Saçaklardan süzülüyordu yağmur ,
İçim yanıyor boğazıma takılıyor acı bir hıçkırık
Islanıyordum ama hissetmeden
Adımlarımsa aksak
Saklanıyordum,
Sormasınlar
Dermanım , yoktu konuşacak
Ilgıt, ılgıt akıyordu duygularım
Acıyor , susmuyordu içimdeki
Sözler…
Kıpkırmızıydı, gözlerim yüreğim gibi…
Yağmur, damlalar halinde yağarken, başım önümde, yan yana yürüdüğüm insanlar koşmaya başladı benim se adımlarım ağırdı. Belli ki birazdan saçaklardan dökülecek, hazırlığını yapmış uyarmıştı damlalarıyla. Bazıları, şemsiye acıyor, ben ise sadece yürüyordum. Ruhum karmaşık, zihnimi toplayamıyordum.
Bardaktan boşanırcasına yağmaya başladı saçak altına sığınan insanlara ilişti gözlerim. Onlar sarılmışlardı yaşama, bense sırılsıklam kalıp, ruhum bedenimin huzurunu bulma ümidi ile hala yürüyordum aksak yüksek kaldırım taşlarında. Bir yandan gözlerimden yaşlar sicim gibi akıyor saçlarımdan süzülen damlalara karışıyordu.
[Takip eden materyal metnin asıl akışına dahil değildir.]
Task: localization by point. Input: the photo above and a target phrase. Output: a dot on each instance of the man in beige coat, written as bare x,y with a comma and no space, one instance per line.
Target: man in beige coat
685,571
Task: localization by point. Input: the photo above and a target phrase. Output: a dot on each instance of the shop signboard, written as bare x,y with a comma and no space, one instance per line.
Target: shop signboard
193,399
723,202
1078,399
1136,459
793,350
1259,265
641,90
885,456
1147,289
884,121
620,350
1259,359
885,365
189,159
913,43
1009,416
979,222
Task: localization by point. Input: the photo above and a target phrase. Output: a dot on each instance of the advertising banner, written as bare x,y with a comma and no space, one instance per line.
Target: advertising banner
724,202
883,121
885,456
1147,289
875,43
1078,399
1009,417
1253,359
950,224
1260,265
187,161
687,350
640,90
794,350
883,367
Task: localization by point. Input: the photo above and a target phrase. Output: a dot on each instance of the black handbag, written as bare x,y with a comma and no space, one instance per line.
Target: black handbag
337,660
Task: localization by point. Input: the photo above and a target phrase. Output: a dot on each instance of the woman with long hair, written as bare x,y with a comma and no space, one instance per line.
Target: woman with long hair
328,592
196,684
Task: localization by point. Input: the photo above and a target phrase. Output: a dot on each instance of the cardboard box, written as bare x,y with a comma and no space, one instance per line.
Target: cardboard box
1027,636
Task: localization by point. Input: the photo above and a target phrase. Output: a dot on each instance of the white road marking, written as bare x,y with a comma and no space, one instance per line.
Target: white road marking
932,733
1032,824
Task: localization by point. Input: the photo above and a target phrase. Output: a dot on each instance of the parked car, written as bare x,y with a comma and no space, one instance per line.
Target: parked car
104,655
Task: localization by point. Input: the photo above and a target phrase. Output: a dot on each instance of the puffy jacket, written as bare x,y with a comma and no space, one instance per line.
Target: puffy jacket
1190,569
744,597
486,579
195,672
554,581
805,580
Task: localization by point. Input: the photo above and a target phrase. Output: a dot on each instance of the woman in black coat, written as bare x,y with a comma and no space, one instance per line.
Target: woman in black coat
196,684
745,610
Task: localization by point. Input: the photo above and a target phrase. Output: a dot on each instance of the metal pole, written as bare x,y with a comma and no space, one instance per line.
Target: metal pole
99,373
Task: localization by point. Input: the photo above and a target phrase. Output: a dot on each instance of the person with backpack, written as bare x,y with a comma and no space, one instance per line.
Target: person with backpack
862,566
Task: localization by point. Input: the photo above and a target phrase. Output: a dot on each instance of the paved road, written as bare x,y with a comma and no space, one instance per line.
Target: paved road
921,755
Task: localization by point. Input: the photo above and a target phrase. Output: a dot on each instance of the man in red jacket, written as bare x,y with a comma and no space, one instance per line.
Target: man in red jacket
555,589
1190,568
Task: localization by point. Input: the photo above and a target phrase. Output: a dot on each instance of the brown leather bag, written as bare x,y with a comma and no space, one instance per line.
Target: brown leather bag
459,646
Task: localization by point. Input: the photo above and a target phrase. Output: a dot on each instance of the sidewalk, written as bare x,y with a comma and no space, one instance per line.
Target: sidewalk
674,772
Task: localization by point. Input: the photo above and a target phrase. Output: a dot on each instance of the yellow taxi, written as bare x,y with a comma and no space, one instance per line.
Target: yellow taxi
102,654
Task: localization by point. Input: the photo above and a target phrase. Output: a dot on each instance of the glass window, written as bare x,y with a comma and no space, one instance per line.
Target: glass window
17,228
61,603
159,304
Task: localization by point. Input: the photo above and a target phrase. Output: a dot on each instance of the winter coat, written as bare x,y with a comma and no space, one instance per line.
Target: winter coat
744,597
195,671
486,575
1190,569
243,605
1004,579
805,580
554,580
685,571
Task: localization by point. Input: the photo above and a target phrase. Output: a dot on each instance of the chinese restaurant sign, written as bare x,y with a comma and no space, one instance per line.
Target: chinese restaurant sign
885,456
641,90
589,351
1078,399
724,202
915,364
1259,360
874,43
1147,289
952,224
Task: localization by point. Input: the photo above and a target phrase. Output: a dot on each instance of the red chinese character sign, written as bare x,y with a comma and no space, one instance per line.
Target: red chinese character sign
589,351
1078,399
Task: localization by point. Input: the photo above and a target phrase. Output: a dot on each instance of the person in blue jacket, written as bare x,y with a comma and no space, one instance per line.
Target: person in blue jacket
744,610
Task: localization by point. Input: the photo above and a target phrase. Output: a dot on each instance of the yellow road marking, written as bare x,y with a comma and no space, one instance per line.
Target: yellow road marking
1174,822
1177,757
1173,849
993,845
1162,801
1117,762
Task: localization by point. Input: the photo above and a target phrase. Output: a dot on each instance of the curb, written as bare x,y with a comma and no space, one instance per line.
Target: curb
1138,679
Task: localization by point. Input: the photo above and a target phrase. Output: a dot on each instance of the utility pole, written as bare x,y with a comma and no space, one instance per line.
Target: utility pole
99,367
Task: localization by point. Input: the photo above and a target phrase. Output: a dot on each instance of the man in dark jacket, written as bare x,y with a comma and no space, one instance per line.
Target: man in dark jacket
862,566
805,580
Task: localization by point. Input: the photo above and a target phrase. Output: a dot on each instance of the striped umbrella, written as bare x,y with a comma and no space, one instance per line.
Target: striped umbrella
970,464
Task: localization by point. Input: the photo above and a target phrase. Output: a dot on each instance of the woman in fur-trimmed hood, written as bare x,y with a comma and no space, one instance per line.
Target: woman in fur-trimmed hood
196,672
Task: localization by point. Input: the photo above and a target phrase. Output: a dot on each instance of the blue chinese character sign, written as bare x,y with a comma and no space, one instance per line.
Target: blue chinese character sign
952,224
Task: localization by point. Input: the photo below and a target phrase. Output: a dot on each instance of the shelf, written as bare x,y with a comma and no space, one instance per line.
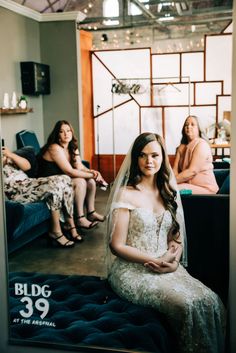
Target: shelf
15,111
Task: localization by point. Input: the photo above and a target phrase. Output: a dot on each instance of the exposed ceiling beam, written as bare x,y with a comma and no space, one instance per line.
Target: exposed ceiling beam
143,8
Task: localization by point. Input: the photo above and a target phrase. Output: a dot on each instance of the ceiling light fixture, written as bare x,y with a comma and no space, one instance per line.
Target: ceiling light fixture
167,17
111,22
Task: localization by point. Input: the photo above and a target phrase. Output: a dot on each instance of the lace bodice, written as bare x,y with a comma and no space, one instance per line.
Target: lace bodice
147,231
195,313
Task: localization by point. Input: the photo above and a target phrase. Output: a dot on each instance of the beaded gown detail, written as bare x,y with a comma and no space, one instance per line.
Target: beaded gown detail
195,313
55,190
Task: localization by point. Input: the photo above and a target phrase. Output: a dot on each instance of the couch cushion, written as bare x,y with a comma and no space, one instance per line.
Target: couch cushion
220,175
23,217
28,152
225,187
83,310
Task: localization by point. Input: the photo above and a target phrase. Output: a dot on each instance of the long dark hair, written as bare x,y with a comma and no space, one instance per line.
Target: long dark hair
54,138
168,193
184,139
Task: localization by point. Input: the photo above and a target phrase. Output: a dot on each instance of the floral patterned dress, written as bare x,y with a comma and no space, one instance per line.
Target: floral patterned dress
195,313
56,190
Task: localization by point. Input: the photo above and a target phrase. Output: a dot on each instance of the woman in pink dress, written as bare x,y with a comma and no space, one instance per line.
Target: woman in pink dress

Hissetmiyordum, üşümüyordum. Buz tutmuştu yüreğim.Tenim, bedenim beni terk etmiş içimdeki yaramla bütünleşmişti adeta. Arınmak yeniden doğmak gözlerimdeki parıltıyı içimdeki kıvılcımları yakalamak istiyordu gönlüm. Dermansızdım gücüm yoktu, medet umuyordum yağmurdan…
Ne kadar yürüdüm bilmiyorum, sadece boş gözlerle sıcak çukulata bardağının elime verdiği sıcaklığı ile cafe de ıpıslak giysilerimin üstüme yapış yapış verdiği hisle kendime geldim. Mutluluk verir derler çukulatayı. O kadar ihtiyacım vardı ki içten sarılışa, sımsıcak dosta dudaklarımda gülümsemeye.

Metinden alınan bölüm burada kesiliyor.